Les acteurs de la société civile africaine se sont fédérés afin de pousser le Premier ministre du Sénégal, Ousmane Sonko lors de sa visite en Guinée de se prononcer sur la disparition des activistes du Front national pour la défense de la Constitution ( FNDC). Afrikjom center, un think tank sénégalais, fondé et dirigé par Alioune Tine, mais aussi Afrikctivistes et Tournons la page sont à l’origine.
« … je m’abstiendrai par respect, de venir en Guinée pour avoir à dicter aux Guinéens ce qu’il y a à faire…et si je devais en parler, ce serait amicalement. Mais, je ne reviendrai pas ici dans une conférence de presse pour vous dire que j’ai dit ceci ou que j’ai fait cela », a laissé entendre le chef du gouvernement sénégalais, Ousmane Sonko à l’occasion d’une conférence animée conjointement par son homologue Guinéen, Amadou Oury Bah.

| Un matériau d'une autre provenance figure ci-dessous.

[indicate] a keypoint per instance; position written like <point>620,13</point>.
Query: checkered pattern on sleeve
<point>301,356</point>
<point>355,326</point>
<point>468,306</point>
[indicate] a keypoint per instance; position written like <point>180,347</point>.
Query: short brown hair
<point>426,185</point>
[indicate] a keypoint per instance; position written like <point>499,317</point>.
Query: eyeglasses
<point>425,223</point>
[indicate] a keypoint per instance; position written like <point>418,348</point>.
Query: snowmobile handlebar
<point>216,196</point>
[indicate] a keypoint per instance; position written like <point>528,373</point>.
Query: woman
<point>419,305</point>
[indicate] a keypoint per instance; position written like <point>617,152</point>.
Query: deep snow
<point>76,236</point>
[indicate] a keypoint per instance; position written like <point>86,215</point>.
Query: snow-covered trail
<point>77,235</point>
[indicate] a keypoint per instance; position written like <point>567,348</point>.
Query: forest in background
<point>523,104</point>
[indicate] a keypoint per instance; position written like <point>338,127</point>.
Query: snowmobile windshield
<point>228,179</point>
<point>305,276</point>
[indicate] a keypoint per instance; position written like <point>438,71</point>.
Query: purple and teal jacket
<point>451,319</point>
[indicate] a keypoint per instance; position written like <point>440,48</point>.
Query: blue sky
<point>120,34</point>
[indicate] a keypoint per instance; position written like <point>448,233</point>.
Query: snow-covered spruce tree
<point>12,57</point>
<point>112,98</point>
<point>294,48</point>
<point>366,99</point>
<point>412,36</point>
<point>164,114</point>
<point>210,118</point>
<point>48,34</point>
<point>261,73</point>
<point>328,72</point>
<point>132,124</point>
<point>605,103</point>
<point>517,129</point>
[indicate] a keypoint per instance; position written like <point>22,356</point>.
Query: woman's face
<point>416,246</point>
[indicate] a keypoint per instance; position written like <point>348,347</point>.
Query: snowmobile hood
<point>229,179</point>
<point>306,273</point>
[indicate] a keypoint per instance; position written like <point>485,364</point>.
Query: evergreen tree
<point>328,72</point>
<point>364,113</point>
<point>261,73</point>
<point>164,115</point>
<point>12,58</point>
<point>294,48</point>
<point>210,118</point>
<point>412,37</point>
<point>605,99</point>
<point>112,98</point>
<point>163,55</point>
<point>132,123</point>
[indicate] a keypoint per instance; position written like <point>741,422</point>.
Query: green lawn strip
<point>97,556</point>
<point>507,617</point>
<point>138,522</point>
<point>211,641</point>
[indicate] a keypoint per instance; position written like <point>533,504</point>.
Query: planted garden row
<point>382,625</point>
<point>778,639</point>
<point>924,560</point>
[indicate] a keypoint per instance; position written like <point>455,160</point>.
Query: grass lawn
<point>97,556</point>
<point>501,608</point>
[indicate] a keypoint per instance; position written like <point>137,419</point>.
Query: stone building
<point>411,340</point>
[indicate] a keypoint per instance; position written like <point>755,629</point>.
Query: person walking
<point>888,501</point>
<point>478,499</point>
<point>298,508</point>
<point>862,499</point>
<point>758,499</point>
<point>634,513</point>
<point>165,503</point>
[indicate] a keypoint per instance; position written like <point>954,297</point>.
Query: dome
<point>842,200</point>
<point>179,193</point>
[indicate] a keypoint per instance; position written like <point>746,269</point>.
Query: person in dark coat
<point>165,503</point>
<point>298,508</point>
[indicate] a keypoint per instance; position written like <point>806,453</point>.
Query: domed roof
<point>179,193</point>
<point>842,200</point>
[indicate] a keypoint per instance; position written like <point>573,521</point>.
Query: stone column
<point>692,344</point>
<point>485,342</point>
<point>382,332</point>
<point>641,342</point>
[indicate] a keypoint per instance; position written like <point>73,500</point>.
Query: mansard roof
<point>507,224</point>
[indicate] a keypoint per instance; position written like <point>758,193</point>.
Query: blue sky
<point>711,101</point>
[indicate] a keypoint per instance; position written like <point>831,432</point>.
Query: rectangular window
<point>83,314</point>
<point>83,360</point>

Pour Abdoul Junior Cissé d’Afrikctivistes, le fait que Sonko ait esquivé la question de disparition de Foniké Menguè, Bilo Bah, Habib Marouane, il s’y attendait:
« Personnellement, je ne m’attendais à plus. Mais le seul fait que la question soit posée devant le Pm guinéen, me réconforte dans notre démarche », a déclaré Abdoul Junior Cissé.
De son côté, le défenseur de droits humains d’Afrikjom center, Alioune Tine: « C’est une mission diplomatique, donc une réponse diplomatique du Pm Ousmane Sonko. C’est le silence sur les personnes disparues en Guinée qui est inacceptable. Le Pm Bah Oury est membre fondateur de l’Organisation Guineenne des droits de l’homme et comprend parfaitement notre démarche », a fait coucher le fondateur d’Afrikjom center.